Потом свою историю рассказала террористка. Никакая она не террористка, конечно. Это просто такая статья. Девушку зовут Насима. Она из суннитской семьи. Добродушная, простая и наивная. Она жила в пригороде Алеппо. Сегодня рано утром она собралась в город, вышла на трассу, чтобы поймать такси. Во время войны с транспортом везде беда. Мало того, что он подорожал, так и ходить стал в несколько раз реже. Поэтому, когда Насиме удалось остановить машину, она очень обрадовалась. Там уже сидели три пассажира, они предложили поехать вместе и разделить стоимость дороги. Это нормальное явление. Я сама так же в Дамаске делала. Но Насиме не повезло. На посту государственной армии у всех попросили документы, и выяснилось, что ее попутчики не кто иные, как настоящие боевики. Хотя ни оружия, ни взрывчатки у них не обнаружили.

Я думаю, что настоящие боевики не такси не ездят, а если и ездят, то уж точно не через блокпост вражеских сил. Те трое были зарегистрированы в селе, которое находилось под контролем Свободной армии. Загребли их, наверное, с единственной целью – выяснить под пытками, что им известно о количестве оппозиционеров в их районе. Насиму, как и меня, посадили за компанию. Недели через три, как дойдет очередь, ее будут пытать, а когда ничего не выяснят, то отпустят. Вот и вся ее история.

Насима выглядела как нерасторопная, мягкая девушка, неспособная за себя постоять. Это было видно по тому, как она разговаривала, по тому, как вошла в камеру, по тому, как неумело знакомилась с нами. Поэтому ее поселили к проституткам. Она села рядом с Инас. Шадя же окопалась с нами.

Вечером к нам опять зашел полицейский в офицерском звании. Я на него внимания не обратила. Между тем он пообещал позвонить родным моих сокамерниц, чтобы доложить им о местонахождении находящихся под арестом. Он все записывал. Когда закончил, то обратился прямо ко мне. Он спросил, чего мне не хватает. Тогда я поняла, что это очередная уловка, чтобы мы поверили в демократию.

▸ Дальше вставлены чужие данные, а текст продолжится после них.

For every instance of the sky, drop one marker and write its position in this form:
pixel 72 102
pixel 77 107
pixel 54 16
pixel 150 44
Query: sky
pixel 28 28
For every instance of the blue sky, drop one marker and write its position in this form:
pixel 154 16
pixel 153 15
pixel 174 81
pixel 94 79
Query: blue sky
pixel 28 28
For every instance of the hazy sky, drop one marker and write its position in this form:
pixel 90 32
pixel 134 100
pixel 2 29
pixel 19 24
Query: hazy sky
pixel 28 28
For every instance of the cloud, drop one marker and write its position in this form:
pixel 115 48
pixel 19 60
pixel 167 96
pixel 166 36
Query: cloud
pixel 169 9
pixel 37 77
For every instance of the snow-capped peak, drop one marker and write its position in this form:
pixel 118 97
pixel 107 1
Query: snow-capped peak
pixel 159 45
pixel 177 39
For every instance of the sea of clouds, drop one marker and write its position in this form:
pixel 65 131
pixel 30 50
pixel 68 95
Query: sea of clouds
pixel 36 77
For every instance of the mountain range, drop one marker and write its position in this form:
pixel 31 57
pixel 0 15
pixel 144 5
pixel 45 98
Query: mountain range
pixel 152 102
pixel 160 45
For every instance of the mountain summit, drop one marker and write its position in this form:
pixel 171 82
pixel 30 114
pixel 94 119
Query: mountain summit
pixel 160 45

Ублюдок врал всем в моей камере, чтобы я ему поверила и начала есть! Этот ход вывел меня из себя, и я сказала, что с сегодняшнего дня не буду ни есть, ни пить, пока мне не дадут позвонить родным или не переведут в официальную тюрьму.

Не знаю, что на меня нашло. Сейчас я об этом жалею. Теперь придется держать слово.

***

В шесть часов утра отключили электричество. Все спали, только Инас и Насима разговаривали. Точнее, Инас слушала, а говорила только Насима. И сначала было ничего, но потом мне стало очень нехорошо. Эта Насима оказалась очень бестолковой! Она болтала, болтала и болтала! Без конца! И никто в камере не был против, пока она не затронула болезненную тему – тему свободы. Она начала описывать, какой сейчас была свобода. Она в подробностях рассказала, как еще вчера гуляла по бульвару, делая покупки, как цветут деревья в парках, как ходят по улицам влюбленные парочки, как в город пришла весна.

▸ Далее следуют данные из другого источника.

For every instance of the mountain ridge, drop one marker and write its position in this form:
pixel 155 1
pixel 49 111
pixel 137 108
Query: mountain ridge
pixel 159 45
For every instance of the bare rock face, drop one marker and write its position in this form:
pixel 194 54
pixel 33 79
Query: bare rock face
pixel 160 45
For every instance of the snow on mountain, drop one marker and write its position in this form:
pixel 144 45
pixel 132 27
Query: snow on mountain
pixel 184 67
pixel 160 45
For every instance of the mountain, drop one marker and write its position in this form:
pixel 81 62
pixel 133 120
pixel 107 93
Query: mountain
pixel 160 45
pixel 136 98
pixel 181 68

Мне хотелось ее остановить, но я была не в том состоянии, чтобы сделать это по-человечески.

Но тут в темноте раздался голос Динары:

– А ну заткнись, животное! Сейчас же, слышишь, а не то я лично повешу тебя на твоем собственном хиджабе!

Это было грубо, но никто из старших не сказал ни слова – видимо, не одну меня бесил ее монолог.

Сегодня еще один труп.

33.Три базовые техники в айкидо.
34.Думаю, девушка страдала не только депрессией, но и имела еще какой-то психический недуг.
35.Мыться заключенным не положено. Нижнее белье еще можно было прополоскать, но обычная одежда не высохла бы из-за конденсата. Да и стирать ее было негде.
36.Задержка психического развития. Возможно, у Ширин была даже умственная отсталость.
37.Военная служба безопасности (вольный перевод с араб.)
38.Вернувшись в Москву, я узнала, что не болела чесоткой. Просто из-за стресса снизился иммунитет, и обычный кожный клещ начал активно размножаться.
39.Даже тогда я не могла говорить, что думаю. Опыт жизни в Сирии научил меня никому не доверять. В этой стране никогда не знаешь, кто на тебя может донести.